Let us go back to the 2009 general election, where in Ahmednagar district the Republican Party of India (Athawale) candidate, Ramdas Athawale, contested on a ticket given by the Congress-Nationalist Congress Party (NCP) combine. The Congress satrap from Ahmednagar and sugar baron Balasaheb Vikhe Patil campaigned against Mr. Athawale and he lost the Shirdi seat, leaving him bitter and furious. Mr. Patil addressed gatherings in which he asked people not to vote for Mr. Athawale, who, he said, would put all the Marathas behind bars for committing caste atrocities. The strategy seems to have worked as the election ended in an embarrassing defeat for Mr. Athawale, benefitting the Shiv Sena, which emerged victorious.
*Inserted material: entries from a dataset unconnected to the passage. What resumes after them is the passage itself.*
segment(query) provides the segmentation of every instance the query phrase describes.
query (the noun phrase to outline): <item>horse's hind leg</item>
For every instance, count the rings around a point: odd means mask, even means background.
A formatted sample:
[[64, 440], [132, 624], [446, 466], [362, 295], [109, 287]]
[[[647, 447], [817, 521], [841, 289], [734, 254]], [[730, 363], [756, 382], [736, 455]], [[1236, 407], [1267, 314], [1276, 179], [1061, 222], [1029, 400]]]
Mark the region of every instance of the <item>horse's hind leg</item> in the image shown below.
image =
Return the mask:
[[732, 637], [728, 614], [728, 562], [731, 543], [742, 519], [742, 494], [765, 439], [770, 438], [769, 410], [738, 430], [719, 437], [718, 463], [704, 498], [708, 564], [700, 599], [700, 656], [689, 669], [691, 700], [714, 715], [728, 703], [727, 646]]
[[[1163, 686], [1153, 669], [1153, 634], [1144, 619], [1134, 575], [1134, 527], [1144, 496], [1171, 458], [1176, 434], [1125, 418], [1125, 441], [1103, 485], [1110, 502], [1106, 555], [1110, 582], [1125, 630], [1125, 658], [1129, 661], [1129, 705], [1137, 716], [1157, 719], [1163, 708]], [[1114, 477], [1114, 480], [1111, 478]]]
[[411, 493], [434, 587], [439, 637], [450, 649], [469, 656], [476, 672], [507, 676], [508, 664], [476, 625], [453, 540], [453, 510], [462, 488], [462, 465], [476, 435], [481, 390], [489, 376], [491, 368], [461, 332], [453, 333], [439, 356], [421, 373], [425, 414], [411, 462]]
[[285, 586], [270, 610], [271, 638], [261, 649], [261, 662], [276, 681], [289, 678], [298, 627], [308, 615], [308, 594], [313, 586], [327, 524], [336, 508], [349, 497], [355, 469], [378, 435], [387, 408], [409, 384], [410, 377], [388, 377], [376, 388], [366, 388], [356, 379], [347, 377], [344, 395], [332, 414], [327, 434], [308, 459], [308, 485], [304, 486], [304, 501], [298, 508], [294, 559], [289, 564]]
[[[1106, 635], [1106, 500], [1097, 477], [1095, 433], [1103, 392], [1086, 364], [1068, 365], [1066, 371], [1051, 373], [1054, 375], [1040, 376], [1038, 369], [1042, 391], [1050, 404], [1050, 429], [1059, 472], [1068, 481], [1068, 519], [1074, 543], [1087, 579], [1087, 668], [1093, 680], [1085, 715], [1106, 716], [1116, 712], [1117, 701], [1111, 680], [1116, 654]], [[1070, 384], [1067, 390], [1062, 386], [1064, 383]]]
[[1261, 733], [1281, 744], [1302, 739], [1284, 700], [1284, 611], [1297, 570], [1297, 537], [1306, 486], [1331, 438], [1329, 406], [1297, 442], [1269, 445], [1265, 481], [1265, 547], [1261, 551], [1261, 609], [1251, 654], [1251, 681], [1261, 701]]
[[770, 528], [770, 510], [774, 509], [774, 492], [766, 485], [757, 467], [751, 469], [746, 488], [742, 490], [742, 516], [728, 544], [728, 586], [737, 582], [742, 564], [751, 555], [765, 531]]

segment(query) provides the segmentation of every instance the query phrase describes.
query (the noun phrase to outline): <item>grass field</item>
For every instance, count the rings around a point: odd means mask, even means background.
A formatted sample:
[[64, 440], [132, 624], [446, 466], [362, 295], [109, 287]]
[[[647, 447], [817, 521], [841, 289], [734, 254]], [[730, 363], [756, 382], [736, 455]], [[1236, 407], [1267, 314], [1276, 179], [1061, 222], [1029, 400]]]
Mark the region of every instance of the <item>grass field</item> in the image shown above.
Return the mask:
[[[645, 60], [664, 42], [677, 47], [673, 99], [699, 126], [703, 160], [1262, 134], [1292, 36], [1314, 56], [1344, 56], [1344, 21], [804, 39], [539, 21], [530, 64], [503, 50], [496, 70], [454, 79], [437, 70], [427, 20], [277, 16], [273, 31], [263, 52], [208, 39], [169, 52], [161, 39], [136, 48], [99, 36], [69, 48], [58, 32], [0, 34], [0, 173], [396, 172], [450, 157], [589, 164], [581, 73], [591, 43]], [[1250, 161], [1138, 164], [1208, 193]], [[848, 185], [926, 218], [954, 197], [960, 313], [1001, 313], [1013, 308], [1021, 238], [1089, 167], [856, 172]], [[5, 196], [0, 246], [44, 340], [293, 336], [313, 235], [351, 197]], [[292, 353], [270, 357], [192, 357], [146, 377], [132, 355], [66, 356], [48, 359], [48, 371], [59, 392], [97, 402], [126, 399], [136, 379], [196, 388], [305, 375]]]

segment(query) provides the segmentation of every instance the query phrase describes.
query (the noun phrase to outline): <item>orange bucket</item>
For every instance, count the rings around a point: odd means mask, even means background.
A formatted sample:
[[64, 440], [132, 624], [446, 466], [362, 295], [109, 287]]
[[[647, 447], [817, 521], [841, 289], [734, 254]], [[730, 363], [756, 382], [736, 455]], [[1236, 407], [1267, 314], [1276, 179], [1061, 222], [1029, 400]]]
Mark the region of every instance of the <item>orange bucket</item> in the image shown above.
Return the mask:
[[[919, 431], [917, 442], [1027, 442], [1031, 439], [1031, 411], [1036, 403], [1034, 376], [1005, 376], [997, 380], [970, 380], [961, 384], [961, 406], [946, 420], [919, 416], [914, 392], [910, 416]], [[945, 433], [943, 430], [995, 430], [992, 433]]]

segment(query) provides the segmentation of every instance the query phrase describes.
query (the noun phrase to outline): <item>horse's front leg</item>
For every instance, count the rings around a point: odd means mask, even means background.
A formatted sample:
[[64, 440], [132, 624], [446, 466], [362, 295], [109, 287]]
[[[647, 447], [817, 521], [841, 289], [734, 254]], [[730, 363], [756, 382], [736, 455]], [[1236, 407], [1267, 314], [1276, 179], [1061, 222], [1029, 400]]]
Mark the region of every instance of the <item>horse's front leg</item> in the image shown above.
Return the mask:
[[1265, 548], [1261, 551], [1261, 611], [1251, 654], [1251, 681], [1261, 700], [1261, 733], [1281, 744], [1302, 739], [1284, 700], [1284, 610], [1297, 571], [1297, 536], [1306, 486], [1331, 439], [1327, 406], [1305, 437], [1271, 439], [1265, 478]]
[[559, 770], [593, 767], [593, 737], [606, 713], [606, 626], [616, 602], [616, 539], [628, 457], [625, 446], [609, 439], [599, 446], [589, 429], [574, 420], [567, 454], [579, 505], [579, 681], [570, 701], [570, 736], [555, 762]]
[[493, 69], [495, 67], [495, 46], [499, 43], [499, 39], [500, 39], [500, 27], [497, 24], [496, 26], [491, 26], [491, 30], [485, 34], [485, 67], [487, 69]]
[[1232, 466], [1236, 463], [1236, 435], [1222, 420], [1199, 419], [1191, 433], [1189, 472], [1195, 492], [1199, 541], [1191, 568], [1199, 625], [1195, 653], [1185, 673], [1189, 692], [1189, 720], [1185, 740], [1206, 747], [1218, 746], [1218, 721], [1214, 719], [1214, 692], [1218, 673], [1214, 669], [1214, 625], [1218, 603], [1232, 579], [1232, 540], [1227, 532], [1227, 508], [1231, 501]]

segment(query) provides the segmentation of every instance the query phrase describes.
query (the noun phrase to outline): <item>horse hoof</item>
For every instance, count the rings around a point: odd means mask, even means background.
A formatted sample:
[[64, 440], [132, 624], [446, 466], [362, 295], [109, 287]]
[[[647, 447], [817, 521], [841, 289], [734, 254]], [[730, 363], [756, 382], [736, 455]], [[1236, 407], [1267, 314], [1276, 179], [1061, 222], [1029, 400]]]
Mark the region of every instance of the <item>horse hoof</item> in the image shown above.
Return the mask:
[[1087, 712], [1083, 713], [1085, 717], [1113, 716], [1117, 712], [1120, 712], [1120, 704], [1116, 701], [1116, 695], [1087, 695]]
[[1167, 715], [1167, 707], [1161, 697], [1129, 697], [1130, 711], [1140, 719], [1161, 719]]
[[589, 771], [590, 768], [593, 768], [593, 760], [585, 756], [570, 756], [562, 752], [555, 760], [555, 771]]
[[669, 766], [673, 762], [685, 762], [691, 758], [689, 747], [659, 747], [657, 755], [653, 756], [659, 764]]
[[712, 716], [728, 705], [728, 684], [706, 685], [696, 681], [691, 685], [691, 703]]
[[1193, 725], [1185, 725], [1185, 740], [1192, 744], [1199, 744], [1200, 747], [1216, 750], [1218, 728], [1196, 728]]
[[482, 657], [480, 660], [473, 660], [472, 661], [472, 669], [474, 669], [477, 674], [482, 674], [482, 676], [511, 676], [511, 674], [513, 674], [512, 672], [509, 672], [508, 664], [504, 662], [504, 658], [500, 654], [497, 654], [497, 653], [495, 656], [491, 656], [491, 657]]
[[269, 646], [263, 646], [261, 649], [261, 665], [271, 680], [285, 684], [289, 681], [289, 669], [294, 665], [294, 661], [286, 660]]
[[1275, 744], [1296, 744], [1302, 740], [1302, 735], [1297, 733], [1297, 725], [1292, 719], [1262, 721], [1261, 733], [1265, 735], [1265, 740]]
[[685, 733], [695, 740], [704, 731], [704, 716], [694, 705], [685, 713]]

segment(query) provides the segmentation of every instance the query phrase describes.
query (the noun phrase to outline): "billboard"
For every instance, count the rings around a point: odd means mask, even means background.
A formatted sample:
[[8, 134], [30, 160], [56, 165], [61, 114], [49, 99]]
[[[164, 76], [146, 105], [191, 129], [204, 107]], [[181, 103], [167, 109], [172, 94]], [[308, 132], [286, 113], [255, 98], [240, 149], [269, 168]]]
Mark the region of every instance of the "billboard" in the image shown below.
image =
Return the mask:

The Marathas had for some time demanded reservation under the Other Backward Class (OBC) category claiming economic backwardness and the government finally agreed to it as an election sop in 2014.
In 2008, the 22nd report of the Maharashtra State Commission for Backward Classes headed by Justice R.M. Bapat had categorically rejected the Maratha demand for reservation. Before this, several commissions had refused to endorse reservations for Marathas saying they were the dominant caste. Justice Bapat had said that unlike the SCs, the Marathas did not suffer from social stigma. However, in July, before the 2014 State Assembly election, the Maharashtra government issued an ordinance granting 16 per cent reservation to Marathas and five per cent reservation to Muslims in government jobs and educational institutions. This move has been challenged in the Bombay High Court. The Marathas and their organisations had also demanded relaxation of the stringent provisions of the Atrocities Act as they felt the community was being unfairly targeted.
The strong cooperative movement, especially in western Maharashtra, has ensured that the Marathas, who dominated the Congress party and later the NCP, controlled most of the local-level organisations. A solid base involving local bodies, sugar or milk cooperatives and more lately, land grabbing activities and the thriving construction business, has ensured that they are well-entrenched. There is a culture of impunity, not only confined to crimes against the SCs but women and weaker sections too. The newly announced reservation has further empowered the Marathas and though affirmative action policies for the SCs are in place, they continue to be at the receiving end.
Spike in caste-related crimes
While it is true that the situation in Maharashtra, with a total of 1,678 cases of crimes against SCs in 2013, is not as worrisome as States such as Bihar, which reported 5,584 cases accounting for 39.9 per cent of the total cases of caste-related crimes in the country, it is nevertheless of concern that there has been an upward spike in caste-related crimes as a whole. The National Crime Records Bureau (NCRB) reports a total of 13,975 cases under the Atrocities Act as compared to 12,576 in the year 2012, an increase of 11.1 per cent. As per NCRB data, conviction rates for caste-related crimes is low — the average conviction rate for crimes against SCs and Scheduled Tribes stood at 23.8 per cent and 16.4 per cent respectively as compared to the overall conviction rate of 40.2 per cent relating to IPC cases.
Members of the SCs continue to suffer from social stigma and anything could provoke violence against them — it could be a simple demand for water supply, or a visit to a hotel or even falling in love. Given these concerns, government reservation for the better off classes and castes is only likely to encourage the existing culture of impunity surrounding crimes perpetrated against the marginalised.